For the Front wiring I used a 25' 14 gauge 3-wire power extension
cord that I cut into lengths for left head light, left turn/parking,
right head light, right turn/parking. This worked out very nicely,
The wires are protected, bundled, and cheap. I ran these wires along
side the gas tank under the hood. I attached the wires to the fiberglass
with loops of plumber's tape held down with sheet metal screws.
You can get plastic straps for this purpose, but they never seem
to be the correct size to hold the wires snugly.
When wiring your car you must pay attention to the ground wires.
The gauge of the ground wires must be sufficient to carry the current
of the device that is being powered. The main current draw under
the dash is the cigarette lighter which has a 10 gauge feed wire
therefore a 10 gauge ground wire is required between the chassis
and the dash. I attached a crimp on ring lugs to both ends of the
dash ground and bolted one end to the left shock tower. The bolted
the other end to a steel strap that I used to support the windshield
wiper motor. I drilled several holes in the strap and used it a
the central grounding point for the dash. I then attached a 10 gauge
ground wire to the cigarette lighter using a ring type crimp terminal.

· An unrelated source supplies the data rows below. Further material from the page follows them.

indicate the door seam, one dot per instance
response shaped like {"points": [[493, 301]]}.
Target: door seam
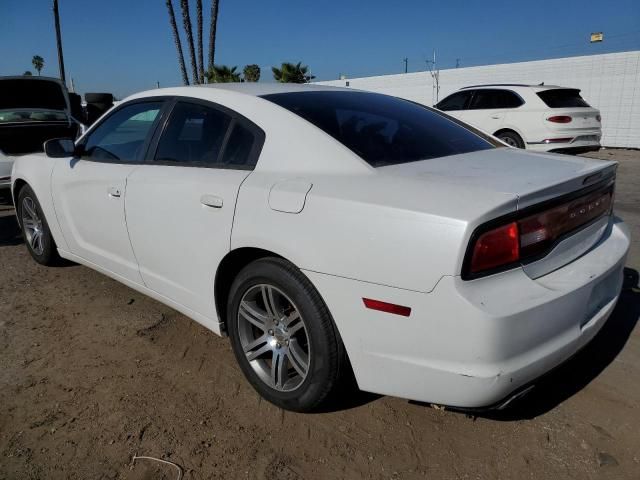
{"points": [[126, 224]]}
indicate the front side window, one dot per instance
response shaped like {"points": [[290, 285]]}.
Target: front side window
{"points": [[454, 102], [121, 137], [382, 130], [194, 135]]}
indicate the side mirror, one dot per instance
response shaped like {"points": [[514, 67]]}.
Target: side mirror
{"points": [[59, 148]]}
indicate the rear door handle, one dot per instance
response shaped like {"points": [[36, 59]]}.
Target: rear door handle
{"points": [[211, 201]]}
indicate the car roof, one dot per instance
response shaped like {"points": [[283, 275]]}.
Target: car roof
{"points": [[538, 87], [31, 78], [258, 89]]}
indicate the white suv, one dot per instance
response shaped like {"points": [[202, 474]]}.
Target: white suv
{"points": [[535, 117]]}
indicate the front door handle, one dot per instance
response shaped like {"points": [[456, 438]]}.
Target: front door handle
{"points": [[211, 201]]}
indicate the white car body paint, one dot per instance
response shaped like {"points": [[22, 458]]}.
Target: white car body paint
{"points": [[397, 234], [6, 165], [530, 122]]}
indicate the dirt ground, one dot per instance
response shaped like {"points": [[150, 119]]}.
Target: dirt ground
{"points": [[93, 373]]}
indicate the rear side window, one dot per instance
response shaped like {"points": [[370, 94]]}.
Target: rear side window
{"points": [[194, 135], [237, 152], [563, 98], [454, 102], [382, 130], [493, 99]]}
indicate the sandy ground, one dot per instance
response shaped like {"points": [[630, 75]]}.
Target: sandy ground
{"points": [[92, 373]]}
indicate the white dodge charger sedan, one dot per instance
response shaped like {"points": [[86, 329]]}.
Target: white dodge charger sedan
{"points": [[326, 230]]}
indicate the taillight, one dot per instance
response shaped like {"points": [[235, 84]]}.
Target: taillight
{"points": [[532, 235], [496, 248], [559, 119]]}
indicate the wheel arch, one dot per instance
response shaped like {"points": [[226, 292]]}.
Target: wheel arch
{"points": [[17, 186], [228, 269], [510, 130]]}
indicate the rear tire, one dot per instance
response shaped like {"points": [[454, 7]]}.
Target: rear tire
{"points": [[512, 139], [35, 229], [283, 336]]}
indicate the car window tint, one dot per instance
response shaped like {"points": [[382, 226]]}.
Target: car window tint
{"points": [[121, 136], [454, 102], [238, 148], [492, 99], [382, 130], [563, 98], [194, 135]]}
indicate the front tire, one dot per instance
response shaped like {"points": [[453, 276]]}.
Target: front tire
{"points": [[35, 229], [283, 336], [512, 139]]}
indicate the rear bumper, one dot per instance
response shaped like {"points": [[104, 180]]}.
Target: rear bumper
{"points": [[582, 142], [6, 165], [471, 344]]}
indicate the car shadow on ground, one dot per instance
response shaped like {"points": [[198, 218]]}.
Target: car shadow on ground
{"points": [[579, 371]]}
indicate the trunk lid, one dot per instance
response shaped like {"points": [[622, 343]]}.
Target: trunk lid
{"points": [[581, 119], [533, 178]]}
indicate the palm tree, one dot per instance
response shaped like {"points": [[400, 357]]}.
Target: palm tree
{"points": [[176, 39], [212, 33], [199, 41], [251, 73], [223, 74], [292, 73], [38, 63], [186, 20]]}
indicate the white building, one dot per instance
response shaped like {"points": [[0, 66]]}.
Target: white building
{"points": [[610, 82]]}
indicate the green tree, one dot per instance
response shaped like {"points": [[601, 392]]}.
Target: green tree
{"points": [[186, 21], [176, 39], [292, 73], [215, 4], [251, 73], [223, 74], [38, 63], [199, 41]]}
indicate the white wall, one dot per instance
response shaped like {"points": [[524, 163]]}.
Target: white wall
{"points": [[610, 82]]}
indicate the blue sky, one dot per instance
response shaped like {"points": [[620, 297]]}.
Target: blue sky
{"points": [[125, 46]]}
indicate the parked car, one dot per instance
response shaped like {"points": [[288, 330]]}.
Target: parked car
{"points": [[535, 117], [32, 110], [324, 229]]}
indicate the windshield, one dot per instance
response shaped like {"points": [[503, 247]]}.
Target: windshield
{"points": [[383, 130], [29, 100]]}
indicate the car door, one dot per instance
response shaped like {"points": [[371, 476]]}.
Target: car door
{"points": [[89, 190], [180, 205]]}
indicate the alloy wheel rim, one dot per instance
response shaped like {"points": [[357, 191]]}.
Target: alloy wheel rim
{"points": [[509, 141], [274, 337], [32, 225]]}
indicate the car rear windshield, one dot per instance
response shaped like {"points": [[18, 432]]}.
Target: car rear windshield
{"points": [[563, 98], [383, 130], [31, 93]]}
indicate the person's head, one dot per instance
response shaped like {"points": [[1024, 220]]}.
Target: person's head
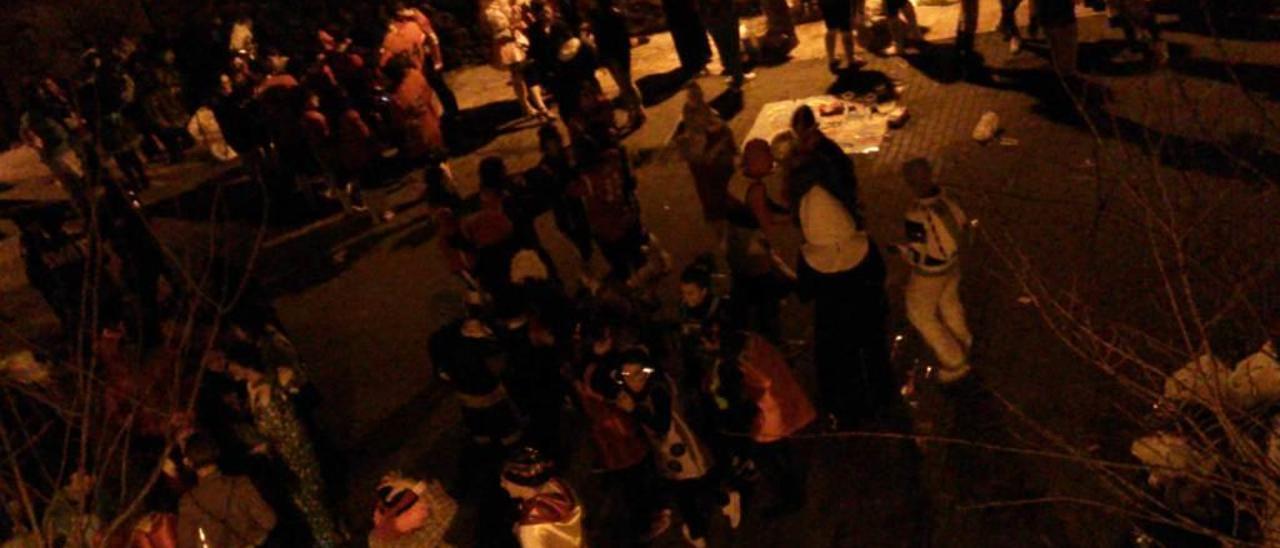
{"points": [[804, 124], [635, 370], [200, 452], [493, 174], [400, 506], [694, 94], [243, 373], [551, 141], [525, 473], [918, 176], [695, 283]]}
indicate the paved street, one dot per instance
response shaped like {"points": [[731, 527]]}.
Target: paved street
{"points": [[360, 298]]}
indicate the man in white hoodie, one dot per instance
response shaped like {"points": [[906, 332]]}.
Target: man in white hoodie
{"points": [[935, 231]]}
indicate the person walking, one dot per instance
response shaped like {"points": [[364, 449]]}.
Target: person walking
{"points": [[721, 17], [613, 50], [680, 455], [689, 33], [551, 514], [967, 31], [707, 145], [837, 16], [842, 272], [220, 510], [280, 432], [935, 233]]}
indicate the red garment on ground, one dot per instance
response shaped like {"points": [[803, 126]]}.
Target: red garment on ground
{"points": [[408, 37], [611, 209], [784, 407], [618, 443], [355, 142], [416, 114]]}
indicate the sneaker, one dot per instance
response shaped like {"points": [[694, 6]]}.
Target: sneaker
{"points": [[1160, 53], [658, 525], [734, 508], [1015, 45], [695, 543]]}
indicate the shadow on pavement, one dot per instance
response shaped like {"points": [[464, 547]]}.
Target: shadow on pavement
{"points": [[659, 87], [1253, 77]]}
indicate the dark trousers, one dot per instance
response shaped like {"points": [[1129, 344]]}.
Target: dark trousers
{"points": [[695, 499], [689, 33], [449, 101], [132, 168], [634, 488], [850, 339], [1009, 18], [757, 304], [571, 220], [626, 254]]}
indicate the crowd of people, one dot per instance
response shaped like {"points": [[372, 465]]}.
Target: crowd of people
{"points": [[688, 415]]}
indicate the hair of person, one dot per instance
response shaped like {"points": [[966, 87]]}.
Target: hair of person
{"points": [[699, 272], [201, 451], [803, 118]]}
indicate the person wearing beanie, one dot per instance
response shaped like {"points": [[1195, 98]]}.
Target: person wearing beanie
{"points": [[680, 455], [551, 515]]}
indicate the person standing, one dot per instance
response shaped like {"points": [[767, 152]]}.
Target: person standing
{"points": [[551, 515], [707, 144], [689, 33], [842, 272], [410, 514], [721, 17], [1057, 18], [613, 49], [220, 510], [837, 16], [935, 233], [507, 21], [755, 393], [967, 30]]}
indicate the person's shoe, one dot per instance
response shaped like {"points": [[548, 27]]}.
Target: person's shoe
{"points": [[734, 508], [658, 525], [1160, 53], [695, 543], [1127, 56]]}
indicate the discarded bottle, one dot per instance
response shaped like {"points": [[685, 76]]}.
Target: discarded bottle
{"points": [[987, 127]]}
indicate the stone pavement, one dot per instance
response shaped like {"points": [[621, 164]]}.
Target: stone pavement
{"points": [[361, 304]]}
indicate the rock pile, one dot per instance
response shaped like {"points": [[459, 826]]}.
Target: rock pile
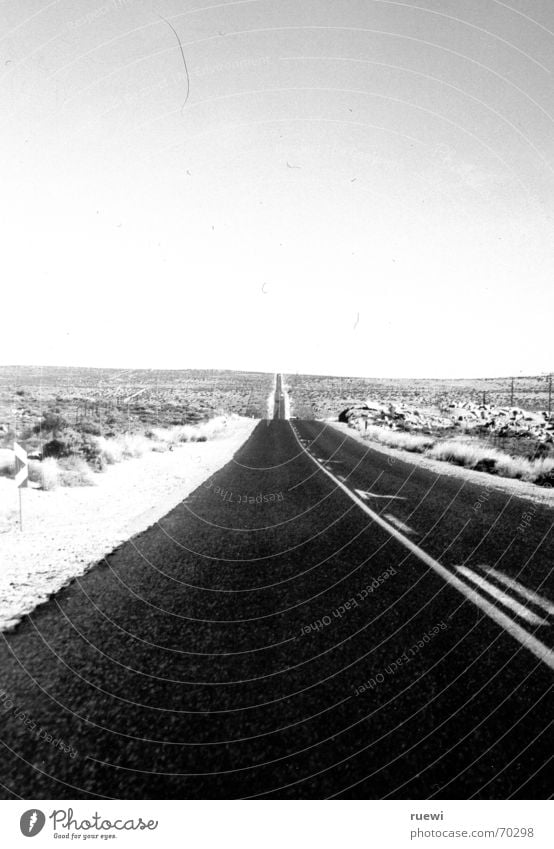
{"points": [[501, 421]]}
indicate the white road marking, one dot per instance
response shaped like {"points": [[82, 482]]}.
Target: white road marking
{"points": [[546, 605], [523, 637], [504, 599]]}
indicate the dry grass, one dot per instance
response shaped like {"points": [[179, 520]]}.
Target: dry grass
{"points": [[49, 474], [399, 439], [475, 456]]}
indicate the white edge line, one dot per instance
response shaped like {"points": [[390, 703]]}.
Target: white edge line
{"points": [[501, 596], [537, 599], [516, 631]]}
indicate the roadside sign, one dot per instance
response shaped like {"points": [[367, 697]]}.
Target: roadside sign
{"points": [[21, 475], [21, 465]]}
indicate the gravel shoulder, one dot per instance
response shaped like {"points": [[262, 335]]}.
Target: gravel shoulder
{"points": [[68, 530], [521, 489]]}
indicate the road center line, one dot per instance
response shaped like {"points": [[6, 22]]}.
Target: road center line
{"points": [[523, 637], [503, 598]]}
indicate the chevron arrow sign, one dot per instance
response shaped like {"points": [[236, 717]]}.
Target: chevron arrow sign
{"points": [[21, 466]]}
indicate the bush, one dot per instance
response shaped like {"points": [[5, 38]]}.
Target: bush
{"points": [[7, 464], [74, 471], [55, 448], [52, 422]]}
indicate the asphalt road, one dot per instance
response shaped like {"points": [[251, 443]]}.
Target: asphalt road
{"points": [[268, 638]]}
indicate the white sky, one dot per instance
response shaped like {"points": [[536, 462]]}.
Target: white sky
{"points": [[413, 237]]}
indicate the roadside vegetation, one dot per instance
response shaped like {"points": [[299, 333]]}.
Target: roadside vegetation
{"points": [[468, 452], [77, 422]]}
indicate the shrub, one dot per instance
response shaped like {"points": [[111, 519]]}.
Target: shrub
{"points": [[7, 464], [74, 471], [51, 422]]}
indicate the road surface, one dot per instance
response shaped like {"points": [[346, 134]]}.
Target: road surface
{"points": [[270, 638]]}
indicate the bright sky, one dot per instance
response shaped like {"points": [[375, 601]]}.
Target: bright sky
{"points": [[410, 236]]}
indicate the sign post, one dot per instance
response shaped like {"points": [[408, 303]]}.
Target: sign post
{"points": [[21, 475]]}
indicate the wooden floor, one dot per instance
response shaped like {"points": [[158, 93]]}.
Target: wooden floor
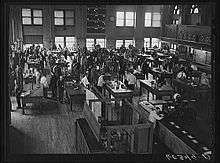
{"points": [[50, 132]]}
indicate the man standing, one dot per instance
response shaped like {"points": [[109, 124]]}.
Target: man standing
{"points": [[60, 85], [18, 86]]}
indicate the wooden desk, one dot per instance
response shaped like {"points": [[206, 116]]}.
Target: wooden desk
{"points": [[75, 95], [125, 113], [162, 56], [155, 91], [31, 97], [173, 137], [157, 73], [187, 86], [118, 93], [30, 79]]}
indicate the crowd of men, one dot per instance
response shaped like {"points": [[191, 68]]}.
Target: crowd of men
{"points": [[86, 66]]}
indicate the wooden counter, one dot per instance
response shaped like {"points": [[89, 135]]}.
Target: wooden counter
{"points": [[75, 95], [159, 93]]}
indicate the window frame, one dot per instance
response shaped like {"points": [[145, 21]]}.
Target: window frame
{"points": [[32, 17], [152, 19], [124, 19], [192, 9], [155, 20], [147, 19], [64, 17], [65, 39]]}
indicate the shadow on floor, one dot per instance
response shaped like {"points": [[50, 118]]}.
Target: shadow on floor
{"points": [[17, 141]]}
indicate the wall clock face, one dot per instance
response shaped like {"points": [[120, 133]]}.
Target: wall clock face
{"points": [[112, 18]]}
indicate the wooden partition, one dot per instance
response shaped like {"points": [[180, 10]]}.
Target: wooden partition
{"points": [[86, 141]]}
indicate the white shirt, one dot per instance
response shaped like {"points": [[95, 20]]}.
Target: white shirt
{"points": [[153, 116], [131, 79], [85, 81], [43, 81], [101, 81]]}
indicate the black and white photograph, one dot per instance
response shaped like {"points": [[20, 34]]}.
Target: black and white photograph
{"points": [[111, 79]]}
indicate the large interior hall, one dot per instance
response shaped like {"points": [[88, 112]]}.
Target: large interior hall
{"points": [[113, 79]]}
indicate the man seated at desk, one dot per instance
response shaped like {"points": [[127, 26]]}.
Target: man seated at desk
{"points": [[101, 82], [131, 79], [85, 81]]}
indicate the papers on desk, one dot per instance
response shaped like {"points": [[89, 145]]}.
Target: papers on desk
{"points": [[184, 132], [190, 136], [26, 93], [195, 141], [177, 126], [172, 123]]}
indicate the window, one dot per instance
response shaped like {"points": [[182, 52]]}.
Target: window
{"points": [[152, 19], [101, 42], [119, 18], [37, 16], [29, 45], [125, 19], [59, 41], [175, 21], [69, 17], [26, 16], [58, 17], [155, 42], [147, 19], [176, 10], [146, 42], [119, 43], [130, 19], [30, 16], [156, 20], [71, 43], [194, 9], [129, 42], [90, 43]]}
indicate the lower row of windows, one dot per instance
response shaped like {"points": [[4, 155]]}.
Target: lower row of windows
{"points": [[71, 43]]}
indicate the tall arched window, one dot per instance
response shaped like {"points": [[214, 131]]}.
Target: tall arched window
{"points": [[176, 10], [194, 9]]}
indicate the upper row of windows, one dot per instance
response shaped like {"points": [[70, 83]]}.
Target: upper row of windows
{"points": [[35, 16], [66, 17]]}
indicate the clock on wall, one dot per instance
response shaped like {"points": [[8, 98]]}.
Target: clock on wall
{"points": [[112, 19]]}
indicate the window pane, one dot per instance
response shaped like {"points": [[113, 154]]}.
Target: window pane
{"points": [[147, 15], [101, 42], [69, 14], [155, 42], [120, 22], [120, 15], [129, 15], [196, 11], [69, 21], [26, 12], [37, 20], [90, 43], [119, 43], [128, 42], [146, 42], [156, 16], [59, 21], [178, 11], [147, 23], [59, 40], [58, 14], [70, 42], [156, 23], [37, 13], [129, 22], [26, 20]]}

I attached 16 gauge grounds to the horn button, blinker, radio,
wiper motor, and dash lights.
The lighting system must also be correctly grounded. Each rear light
assembly must be grounded with a 12-14 gauge wire to the chassis
since multiple lights may be on at one time. I grounded the lights
to the engine sheet metal screw holes near the spark plugs. Be sure
your engine is proper grounded; i.e. there should be a copper ground
strap between the chassis and the front transmission mount. The
ground cable from the battery should be connected directly to the
car chassis or transmission (preferably at one of the starter motor
bolts). The front lights have 12 gauge grounds from the headlight
ground bolt to a bolt in the shock towers. The front turn signals
can be grounded with a 14-16 gauge wire to the shock tower.